In the 1930s, Kamala Bhagvat, a graduate from Mumbai and an aspiring scientist then, applied for admission to the prestigious Indian Institute of Science (IISc). She was turned down, not because she wasn’t good enough, but because Nobel laureate CV Raman, then director of IISc, didn’t think the hallowed institution had room for female students.
Incidentally, this was nearly three decades after the first woman; Marie Curie had won a Nobel Prize in physics in 1903. Bhagvat, later went on to become one of the country’s first women PhDs, did not give up on her dream.
Cut to more than a century later, the situation is definitely much better for women in science, technology, engineering and math (STEM). But this has been possible in much slower pace than expected in normal scenario.
Still women aren’t exactly hogging the headlines, but they’re getting there step by step. Even globally, less than 30% of scientific and technological researchers are women but in India, the numbers are sadly low to only 14% while only 18.6 per cent of India’s full-time R&D personnel are women. So what has made this trend stream so stoically in India?
The problem of women’s underrepresentation in STEM has its roots in socio-cultural as well as economic factors. The most obvious one is the practice of discouraging girls from pursuing secondary or college education in India. According to the United Nations, only 39% of women in India have at least a secondary level of education as compared to 64% men. Women make up about 10% of students enrolling at IITs.
Moreover, stereotyping women as caregivers and homemakers has often restricted their fields of study to teaching, nursing, fine arts, home economics and the like. There are of course exceptions, but they are far and few. Women are less likely to enter STEM fields, and more likely to quit their jobs earlier. In India, like in other countries, the gap in educational and career opportunities afforded to men and women has been closing gradually.
However, women have a long distance to cover. There are also very few women in the upper echelons of STEM firms, and therefore fewer role models to women who aspire to join these fields. It is worth questioning, for instance, as to why young girls are gifted ‘kitchen sets’ on their birthdays while young boys in the same family aren’t.

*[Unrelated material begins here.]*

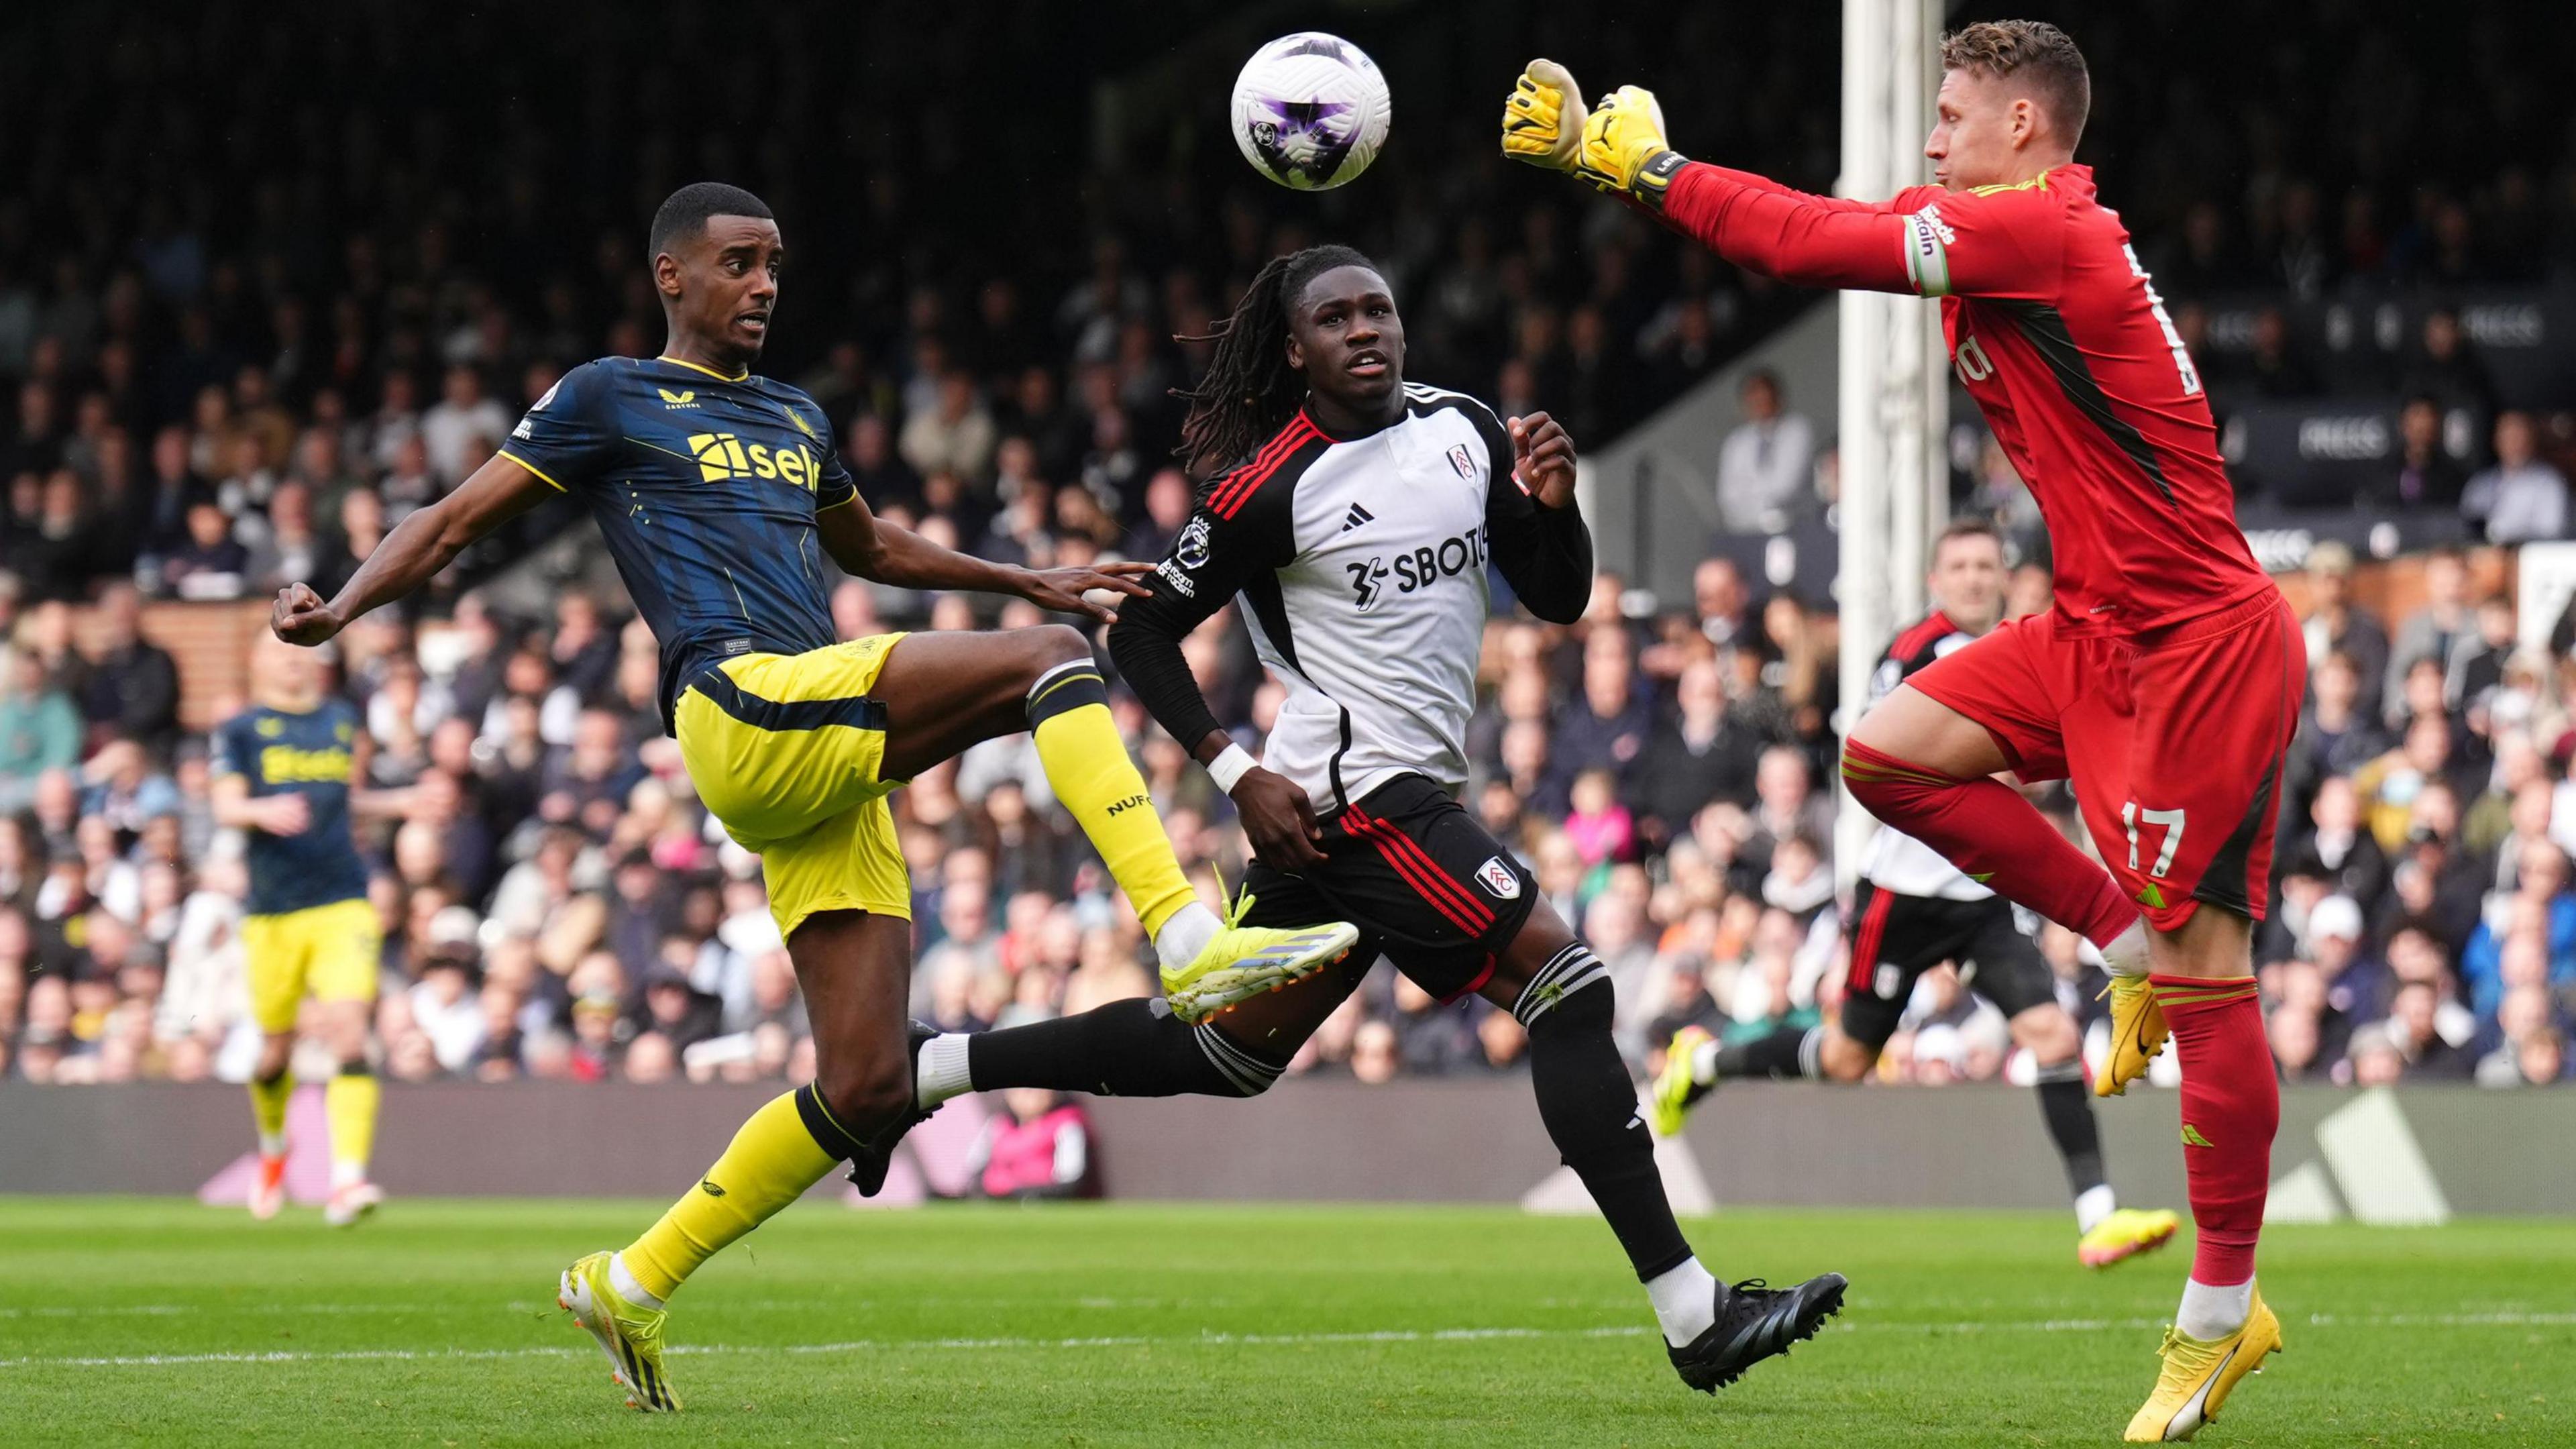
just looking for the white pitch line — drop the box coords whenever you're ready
[1,1309,2569,1371]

But as the UN Secretary-General António Guterres has rightly said, “To rise to the challenges of the 21st century, we need to harness our full potential. That requires dismantling gender stereotypes. On this International Day of Women and Girls in Science, let’s pledge to end the gender imbalance in science”. We need to change the situation with utmost attention and remedial actions.
There are multiple reasons why we need more women in science. A developing country like India, dreaming to be a trillion dollar economy, it cannot hope to achieve its true scientific potential with a highly skewed gender ratio and widespread obstacles to the entry of women into science-related domains.

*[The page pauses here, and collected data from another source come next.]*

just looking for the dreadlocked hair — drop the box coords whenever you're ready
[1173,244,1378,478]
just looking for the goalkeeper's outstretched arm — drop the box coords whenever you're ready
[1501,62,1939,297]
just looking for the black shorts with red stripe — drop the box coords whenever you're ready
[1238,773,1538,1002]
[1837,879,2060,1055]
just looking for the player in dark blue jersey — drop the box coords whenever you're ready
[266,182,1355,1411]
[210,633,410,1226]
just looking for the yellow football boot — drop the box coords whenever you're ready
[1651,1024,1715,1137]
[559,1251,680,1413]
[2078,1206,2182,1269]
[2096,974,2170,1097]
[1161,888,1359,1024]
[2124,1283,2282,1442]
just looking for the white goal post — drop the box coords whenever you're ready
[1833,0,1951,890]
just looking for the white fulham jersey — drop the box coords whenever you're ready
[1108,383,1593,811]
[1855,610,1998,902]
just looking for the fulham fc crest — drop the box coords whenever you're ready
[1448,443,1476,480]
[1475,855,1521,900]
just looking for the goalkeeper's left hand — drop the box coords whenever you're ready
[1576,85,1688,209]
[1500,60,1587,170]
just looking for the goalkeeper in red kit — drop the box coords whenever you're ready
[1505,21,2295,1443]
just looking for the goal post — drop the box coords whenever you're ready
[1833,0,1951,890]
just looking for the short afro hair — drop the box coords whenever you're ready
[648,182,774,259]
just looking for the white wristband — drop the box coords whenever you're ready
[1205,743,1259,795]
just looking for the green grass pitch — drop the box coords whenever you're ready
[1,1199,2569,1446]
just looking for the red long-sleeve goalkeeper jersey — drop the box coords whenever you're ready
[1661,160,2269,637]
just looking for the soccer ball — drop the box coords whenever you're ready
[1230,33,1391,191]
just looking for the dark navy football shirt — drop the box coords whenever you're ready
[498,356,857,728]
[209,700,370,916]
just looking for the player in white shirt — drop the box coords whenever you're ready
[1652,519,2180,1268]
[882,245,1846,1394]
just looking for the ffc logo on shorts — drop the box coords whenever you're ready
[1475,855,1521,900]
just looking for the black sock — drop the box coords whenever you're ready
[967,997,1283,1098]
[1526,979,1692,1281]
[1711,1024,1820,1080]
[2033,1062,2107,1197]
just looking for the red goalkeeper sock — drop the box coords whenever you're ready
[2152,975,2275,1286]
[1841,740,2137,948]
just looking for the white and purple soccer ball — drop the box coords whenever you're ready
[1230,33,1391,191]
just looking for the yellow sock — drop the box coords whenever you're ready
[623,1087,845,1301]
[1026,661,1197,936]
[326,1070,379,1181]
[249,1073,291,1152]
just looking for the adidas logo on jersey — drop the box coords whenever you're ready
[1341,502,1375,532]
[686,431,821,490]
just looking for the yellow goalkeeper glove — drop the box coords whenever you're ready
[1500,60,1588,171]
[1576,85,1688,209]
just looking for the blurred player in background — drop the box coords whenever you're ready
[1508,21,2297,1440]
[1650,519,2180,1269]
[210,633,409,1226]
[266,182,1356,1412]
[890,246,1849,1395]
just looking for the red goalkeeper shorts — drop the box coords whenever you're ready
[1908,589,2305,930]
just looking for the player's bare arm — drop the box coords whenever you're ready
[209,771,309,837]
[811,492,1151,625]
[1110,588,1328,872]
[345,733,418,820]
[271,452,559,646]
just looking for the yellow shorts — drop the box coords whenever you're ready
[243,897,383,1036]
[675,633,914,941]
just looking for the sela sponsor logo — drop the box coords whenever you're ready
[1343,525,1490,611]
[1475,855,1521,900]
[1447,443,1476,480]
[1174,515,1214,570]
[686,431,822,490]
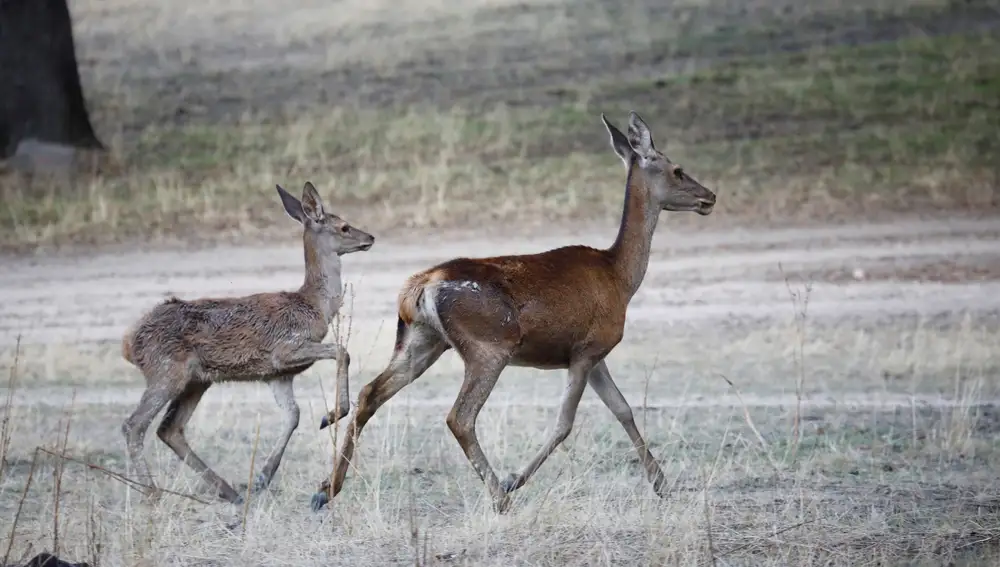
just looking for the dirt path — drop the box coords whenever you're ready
[2,216,998,347]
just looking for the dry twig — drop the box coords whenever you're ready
[36,446,211,505]
[3,447,39,565]
[716,373,780,472]
[242,413,262,535]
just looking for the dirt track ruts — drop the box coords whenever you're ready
[2,216,998,347]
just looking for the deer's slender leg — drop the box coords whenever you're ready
[156,381,243,503]
[500,359,592,494]
[446,351,511,513]
[586,360,668,496]
[274,341,346,371]
[319,347,352,429]
[234,376,301,494]
[312,324,447,511]
[122,371,187,498]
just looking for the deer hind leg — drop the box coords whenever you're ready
[244,376,299,494]
[446,350,512,513]
[434,281,522,512]
[586,360,668,497]
[312,322,447,511]
[500,358,592,495]
[121,364,188,500]
[156,381,242,503]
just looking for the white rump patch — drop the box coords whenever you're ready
[419,280,482,336]
[439,280,482,293]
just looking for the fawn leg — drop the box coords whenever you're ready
[275,342,344,371]
[319,348,352,429]
[122,372,186,498]
[311,324,446,511]
[244,376,300,493]
[156,381,243,503]
[500,359,592,494]
[587,360,668,496]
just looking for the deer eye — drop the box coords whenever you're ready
[340,225,350,234]
[674,168,684,180]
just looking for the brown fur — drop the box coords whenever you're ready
[313,111,716,514]
[121,181,374,504]
[410,245,627,368]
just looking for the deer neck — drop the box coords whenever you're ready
[299,233,344,324]
[608,157,660,299]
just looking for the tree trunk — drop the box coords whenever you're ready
[0,0,103,159]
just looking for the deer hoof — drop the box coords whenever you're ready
[652,475,670,499]
[500,473,521,494]
[493,493,512,515]
[310,491,330,512]
[232,492,245,506]
[237,473,270,495]
[319,415,330,430]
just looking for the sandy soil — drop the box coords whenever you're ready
[2,216,998,401]
[4,217,998,345]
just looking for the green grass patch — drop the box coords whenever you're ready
[1,9,997,251]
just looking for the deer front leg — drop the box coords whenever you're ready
[274,341,352,430]
[500,358,591,495]
[586,360,669,497]
[273,341,346,371]
[319,347,352,430]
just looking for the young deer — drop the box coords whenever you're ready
[121,181,374,504]
[311,111,716,513]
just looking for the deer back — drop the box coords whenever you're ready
[124,292,327,381]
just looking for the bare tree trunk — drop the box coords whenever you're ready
[0,0,103,159]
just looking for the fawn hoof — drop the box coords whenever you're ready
[310,491,330,512]
[500,473,521,494]
[493,493,512,515]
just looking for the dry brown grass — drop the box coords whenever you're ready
[0,0,997,252]
[2,300,1000,565]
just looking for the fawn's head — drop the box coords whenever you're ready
[602,111,716,216]
[276,181,375,256]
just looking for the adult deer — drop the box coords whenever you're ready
[312,111,716,513]
[121,181,373,504]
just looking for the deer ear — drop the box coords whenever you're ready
[276,184,305,224]
[602,113,632,165]
[300,181,325,222]
[626,111,655,155]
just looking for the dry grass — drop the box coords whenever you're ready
[2,303,1000,565]
[0,0,997,252]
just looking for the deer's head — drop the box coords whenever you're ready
[602,111,716,216]
[276,181,375,256]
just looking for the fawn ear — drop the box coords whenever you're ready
[300,181,325,222]
[276,184,305,224]
[626,111,656,155]
[602,113,632,165]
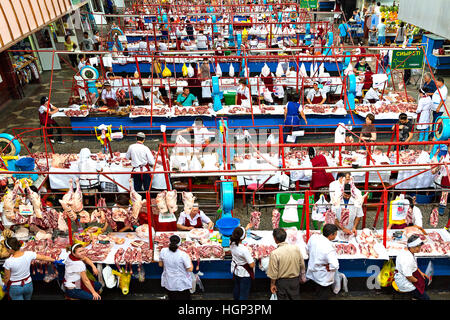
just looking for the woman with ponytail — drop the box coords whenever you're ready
[63,243,102,300]
[3,237,61,300]
[158,234,193,300]
[230,226,255,300]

Also, the country struggling for jobs and livelihoods, technology is expected to create a large number of new jobs in the future, and if women do not get the required skills, they run the risk of becoming irrelevant, or being displaced by Artificial Intelligence and automation.
We need to appreciate Government’s efforts in the area, where ‘The development of women and children’ has been at the forefront of policy making for the last few decades. Aspiring schemes like ‘The Vigyan Jyoti scheme’, redesigning and renaming of a national programme (INSPIRE) to Inspire-MANAK (Million Minds Augmenting National Aspiration and Knowledge), Unnat Bharat Abhiyan programme or the The SERB-Power Fellowship, which offers a personal fellowship and a research grant to top performing women researchers, introduction of Women Technology Parks, or Consolidation of University Research For Innovation And Excellence in Women (CURIE) and Women Entrepreneur Quest (WEQ) have helped to elevate the stature of women in STEM while countering the hindrances at the ground level.
The recently introduced and hailed National Education Policy also emphasize on importance of skills and scientific mythology of teaching-learning for matching world’s competition. The situation is definitely improving and is expected to be exhilarating in near future.
According to the World Economic Forum, it will take another 99.5 years to achieve global gender equality. To put it simply, we all must increase efforts to rapidly change the status quo. The fight against gender disparity in science and technology must be fought by all — families, educational institutions, companies and governments.
It’s a fight we cannot afford to lose, as women’s representation in science and technology is essential to design inclusive and sustainable societies. But apart from active efforts from the government, efforts from civil societies and NGOs, working at the grassroots towards ensuring higher level education among women, more opportunities for employment, liberalization of the economy, balanced urbanization and changing the psycho-social norms shall also play an important role and so is the time to rise and act.